Scientists successfully transplant lab-grown lungs into pigs
The procedure brings scientists closer to one day providing bioengineered lungs for humans
For the first time, researchers have created lungs in the lab and successfully transplanted them into pigs.
These bioengineered lungs, described online August 1 in Science Translational Medicine, developed healthy blood vessels that allowed pigs to live for several weeks after surgery. That’s a significant improvement from previous efforts: Lab-grown lungs implanted in rodents failed within hours, before the lungs could develop the complex blood vessel network necessary for long-term survival.
If the new procedure can be adapted for humans, with bioengineered lungs grown from a patient’s own cells, that could reduce the risk of organ rejection and slash wait times for organ transplants. In the United States, where about 1,500 people currently are on a waiting list for a lung transplant, the average wait is a few months.
“This study really brings the whole research field to the next level,” says Xi “Charlie” Ren, a biomedical engineer at Carnegie Mellon University in Pittsburgh not involved in the work.

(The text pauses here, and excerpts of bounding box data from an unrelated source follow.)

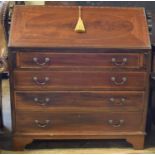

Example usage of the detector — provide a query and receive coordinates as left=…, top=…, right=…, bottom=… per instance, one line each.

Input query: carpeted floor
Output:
left=0, top=80, right=155, bottom=154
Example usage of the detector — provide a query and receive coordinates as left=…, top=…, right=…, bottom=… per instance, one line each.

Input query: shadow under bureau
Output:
left=9, top=6, right=151, bottom=149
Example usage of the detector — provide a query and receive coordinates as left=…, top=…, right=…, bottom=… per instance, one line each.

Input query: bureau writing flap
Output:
left=9, top=6, right=150, bottom=49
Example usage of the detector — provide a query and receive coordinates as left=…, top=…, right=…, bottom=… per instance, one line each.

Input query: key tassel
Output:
left=75, top=6, right=86, bottom=33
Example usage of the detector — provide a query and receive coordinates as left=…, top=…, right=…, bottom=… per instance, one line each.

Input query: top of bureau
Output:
left=9, top=6, right=151, bottom=49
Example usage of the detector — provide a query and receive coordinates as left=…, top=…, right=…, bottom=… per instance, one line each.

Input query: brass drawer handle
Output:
left=33, top=57, right=50, bottom=66
left=33, top=76, right=49, bottom=85
left=34, top=120, right=50, bottom=128
left=111, top=76, right=127, bottom=85
left=111, top=58, right=128, bottom=66
left=109, top=97, right=126, bottom=105
left=33, top=97, right=50, bottom=106
left=108, top=119, right=124, bottom=128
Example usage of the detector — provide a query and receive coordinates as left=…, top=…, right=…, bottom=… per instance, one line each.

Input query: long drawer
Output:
left=16, top=111, right=143, bottom=135
left=17, top=52, right=145, bottom=69
left=15, top=91, right=144, bottom=111
left=14, top=71, right=146, bottom=91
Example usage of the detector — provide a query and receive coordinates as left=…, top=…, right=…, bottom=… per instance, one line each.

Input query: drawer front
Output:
left=14, top=71, right=146, bottom=90
left=16, top=111, right=142, bottom=135
left=17, top=52, right=144, bottom=68
left=15, top=91, right=144, bottom=111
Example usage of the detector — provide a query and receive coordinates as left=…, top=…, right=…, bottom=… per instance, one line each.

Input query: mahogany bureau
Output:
left=9, top=6, right=151, bottom=149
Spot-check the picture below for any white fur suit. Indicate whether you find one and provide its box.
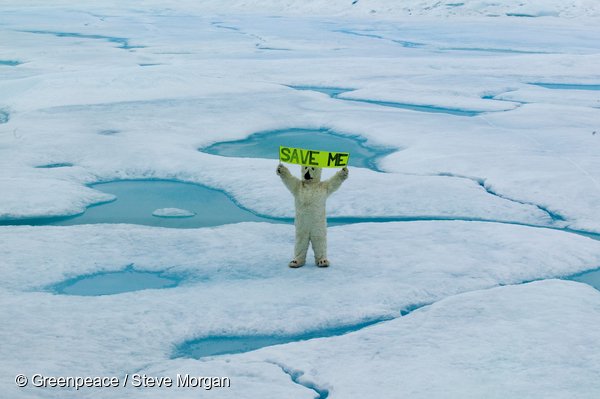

For the study, immunologist Joan Nichols at the University of Texas Medical Branch at Galveston and colleagues built lungs for four pigs by first using a sugar and detergent mixture to strip the cells from lungs of donor pigs. That left sterilized, pearly white, lung-shaped scaffolds made of the intercellular proteins. (In humans, researchers envision using donated organs or 3-D printing made-to-fit lung scaffolding.) The researchers then repopulated each scaffold with blood vessel and lung tissue cells from the pig destined to receive that organ.
Each engineered lung grew for 30 days inside a bioreactor tank, pumped full of nutrient cocktails that helped cells stick to the scaffold and multiply in the right spots. The researchers then replaced the left lung of each pig with the bioengineered version.
After surgery, Nichols’ team allowed one pig to survive for 10 hours, another for two weeks, a third for a month and the fourth for two months. At each pig’s demise, the researchers did an autopsy on the animal to see how the new lungs integrated into the pigs’ bodies over time. None of the animals was given immunosuppressant drugs, and none of the transplants was rejected. Inside a pig’s body, the bioengineered lung’s blood vessels plugged into to the animal’s natural circulatory system, supplying the organ with oxygen and nutrients to survive.
The animals’ post-op recovery was “pretty amazing,” Ren says. The pig that lived two months after surgery didn’t experience any breathing problems, and its lung transplant was colonized by bacteria that inhabit normal pig lungs — signs that the tissue was developing normally and integrating well into the body.
But these lab-grown lungs aren’t quite ready for prime time, says Laura Niklason, a biomedical engineer at Yale University not involved in the work. While the bioengineered lungs linked up with the pigs’ circulatory systems, the organs weren’t connected with the animals’ pulmonary arteries — which carry low-oxygen blood for the lungs to replenish with oxygen from air breathed in. That left the pigs to rely on their natural right lungs for air after surgery.
“The next step is hooking the organ up to the pulmonary artery” to ensure that bioengineered lungs get oxygen into the blood as well as normal lungs, Niklason says.
Editor’s note: This story was updated August 22, 2018, to correct how the pigs fared post-transplant; they showed no signs of rejecting the lungs.